On June 22, 2006, the Tobacco Damages and Health Care Costs Recovery
Act in New Brunswick received royal assent. The legislation is
similar to that of British Columbia. No action has been commenced
under this legislation, however the New Brunswick government
announced in December that it had begun the process to hire a
qualified law firm or consortium of law firms to represent the
province. A request for proposals with a deadline of January 31,
2007 has been issued.
In November 2006, the government of Saskatchewan announced that it
was introducing The Tobacco Damages and Health Care Costs Recovery
Act. The legislation is similar to that of British Columbia. The
Bill received second reading in December 2006.
In September 2006, the British Columbia Court of Appeal ruled that
the Company and certain international tobacco companies who are named
as defendants in the lawsuit initiated by the Province of British
Columbia to recover health care costs should remain in the lawsuit.

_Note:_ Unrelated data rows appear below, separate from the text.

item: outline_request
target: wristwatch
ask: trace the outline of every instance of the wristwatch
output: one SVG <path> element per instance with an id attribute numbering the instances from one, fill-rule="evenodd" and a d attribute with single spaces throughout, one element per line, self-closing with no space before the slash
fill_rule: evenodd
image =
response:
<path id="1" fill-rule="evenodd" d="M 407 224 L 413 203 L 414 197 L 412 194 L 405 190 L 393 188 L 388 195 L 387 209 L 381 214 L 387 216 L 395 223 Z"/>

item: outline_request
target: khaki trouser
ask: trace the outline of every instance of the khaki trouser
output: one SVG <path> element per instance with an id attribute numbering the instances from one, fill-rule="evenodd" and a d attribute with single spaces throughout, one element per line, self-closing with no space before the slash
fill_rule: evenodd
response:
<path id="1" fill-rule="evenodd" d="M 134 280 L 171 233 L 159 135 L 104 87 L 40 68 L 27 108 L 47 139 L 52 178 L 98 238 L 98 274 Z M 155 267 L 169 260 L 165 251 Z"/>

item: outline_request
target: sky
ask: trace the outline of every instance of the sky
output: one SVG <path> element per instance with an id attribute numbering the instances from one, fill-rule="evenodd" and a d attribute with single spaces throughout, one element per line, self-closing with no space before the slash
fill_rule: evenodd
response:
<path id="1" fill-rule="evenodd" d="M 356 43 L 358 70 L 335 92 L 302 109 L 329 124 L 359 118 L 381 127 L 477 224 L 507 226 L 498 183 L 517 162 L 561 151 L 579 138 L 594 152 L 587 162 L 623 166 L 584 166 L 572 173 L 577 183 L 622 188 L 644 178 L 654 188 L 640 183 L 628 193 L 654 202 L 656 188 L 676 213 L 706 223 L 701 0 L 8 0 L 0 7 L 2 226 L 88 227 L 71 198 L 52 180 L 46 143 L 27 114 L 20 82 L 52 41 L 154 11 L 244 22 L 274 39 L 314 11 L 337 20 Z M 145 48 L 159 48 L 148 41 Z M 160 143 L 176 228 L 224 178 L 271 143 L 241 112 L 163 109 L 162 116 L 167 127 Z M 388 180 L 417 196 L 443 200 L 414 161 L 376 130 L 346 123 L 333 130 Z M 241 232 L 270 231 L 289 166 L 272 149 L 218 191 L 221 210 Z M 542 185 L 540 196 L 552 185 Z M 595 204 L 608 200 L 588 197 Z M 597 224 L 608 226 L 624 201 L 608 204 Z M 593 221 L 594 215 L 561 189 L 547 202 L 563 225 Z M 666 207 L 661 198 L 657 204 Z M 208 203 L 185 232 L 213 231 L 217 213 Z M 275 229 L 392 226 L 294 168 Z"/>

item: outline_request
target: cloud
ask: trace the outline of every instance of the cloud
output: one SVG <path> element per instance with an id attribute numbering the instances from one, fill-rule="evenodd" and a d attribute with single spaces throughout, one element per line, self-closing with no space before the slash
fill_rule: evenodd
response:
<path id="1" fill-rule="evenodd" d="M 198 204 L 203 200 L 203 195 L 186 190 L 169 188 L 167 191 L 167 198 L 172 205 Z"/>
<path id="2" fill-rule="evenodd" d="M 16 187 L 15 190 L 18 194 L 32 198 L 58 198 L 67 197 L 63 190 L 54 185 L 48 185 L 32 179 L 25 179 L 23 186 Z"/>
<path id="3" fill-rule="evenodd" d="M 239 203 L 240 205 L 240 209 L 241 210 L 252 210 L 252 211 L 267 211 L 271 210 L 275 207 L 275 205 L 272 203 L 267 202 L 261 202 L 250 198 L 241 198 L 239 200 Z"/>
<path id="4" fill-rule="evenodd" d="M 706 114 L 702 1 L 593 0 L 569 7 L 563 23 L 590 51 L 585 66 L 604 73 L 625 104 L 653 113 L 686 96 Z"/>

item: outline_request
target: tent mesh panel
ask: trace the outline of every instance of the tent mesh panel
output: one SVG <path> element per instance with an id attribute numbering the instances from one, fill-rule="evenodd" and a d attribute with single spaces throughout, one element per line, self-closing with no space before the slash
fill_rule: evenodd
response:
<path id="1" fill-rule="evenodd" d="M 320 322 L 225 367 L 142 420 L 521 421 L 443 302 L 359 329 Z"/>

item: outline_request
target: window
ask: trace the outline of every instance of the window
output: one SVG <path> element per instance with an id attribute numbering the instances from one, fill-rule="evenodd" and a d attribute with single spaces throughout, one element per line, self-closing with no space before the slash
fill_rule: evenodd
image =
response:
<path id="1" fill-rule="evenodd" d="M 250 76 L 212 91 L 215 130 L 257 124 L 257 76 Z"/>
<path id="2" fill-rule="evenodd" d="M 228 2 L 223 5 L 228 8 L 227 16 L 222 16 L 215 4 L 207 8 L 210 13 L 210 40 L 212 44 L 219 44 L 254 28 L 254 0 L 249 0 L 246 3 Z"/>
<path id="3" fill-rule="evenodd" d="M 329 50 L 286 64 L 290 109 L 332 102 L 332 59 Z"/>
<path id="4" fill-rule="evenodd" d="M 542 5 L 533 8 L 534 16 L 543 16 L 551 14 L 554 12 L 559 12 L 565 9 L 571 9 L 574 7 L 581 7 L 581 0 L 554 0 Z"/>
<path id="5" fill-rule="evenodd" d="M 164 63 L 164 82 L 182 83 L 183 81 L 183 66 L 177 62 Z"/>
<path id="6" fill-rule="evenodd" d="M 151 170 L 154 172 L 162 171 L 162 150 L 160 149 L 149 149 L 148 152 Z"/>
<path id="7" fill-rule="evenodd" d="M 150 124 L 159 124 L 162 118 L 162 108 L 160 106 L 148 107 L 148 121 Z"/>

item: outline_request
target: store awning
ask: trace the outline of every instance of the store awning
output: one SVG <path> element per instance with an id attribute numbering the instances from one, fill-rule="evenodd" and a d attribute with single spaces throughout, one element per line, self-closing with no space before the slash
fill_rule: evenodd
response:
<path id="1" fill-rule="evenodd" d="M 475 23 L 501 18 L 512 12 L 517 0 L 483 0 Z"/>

These defendants, including the Company, had argued that the Province
did not have jurisdiction over them as they do not do business in
British Columbia. The Company has determined not to appeal the
decision.
In late September 2006, RBH received a complaint from ITL and one of
its affiliates alleging that RBH's ROOFTOP product packaging
infringed their rights in respect of the MARLBORO trade-mark
registration in Canada. RBH and Philip Morris Products S.A.
("PMPSA"), the owner of the ROOFTOP design in Canada, commenced an
action in the Federal Court seeking a declaration that the use of the
ROOFTOP design in association with RBH's cigarette products does not
infringe upon any rights which ITL or its affiliate may have in
respect of the MARLBORO trade-mark registration in Canada. In their
statement of defense, ITL and its affiliate have counterclaimed
against RBH and PMPSA seeking, among other things, a declaration that
the ROOFTOP packaging infringes their trade-mark rights, a permanent
injunction restraining the sale and distribution of cigarettes in
association with the ROOFTOP packaging in Canada as well as
unspecified damages or an accounting of profits, at their election.
RBH and PMPSA deny the allegations contained in ITL's claim, and are
vigorously defending the counterclaim.
Additional information concerning legal matters affecting the Company
and RBH are contained in the Company's filings with securities
regulatory authorities including the Company's 2006 Annual Report and
2006 Annual Information Form (in particular under "Legal
Proceedings") which can be accessed at www.sedar.com or on the
Company's website at www.rothmansinc.ca.
9. Comparative Figures
Certain comparative figures have been reclassified to conform to the
presentation adopted in the current year.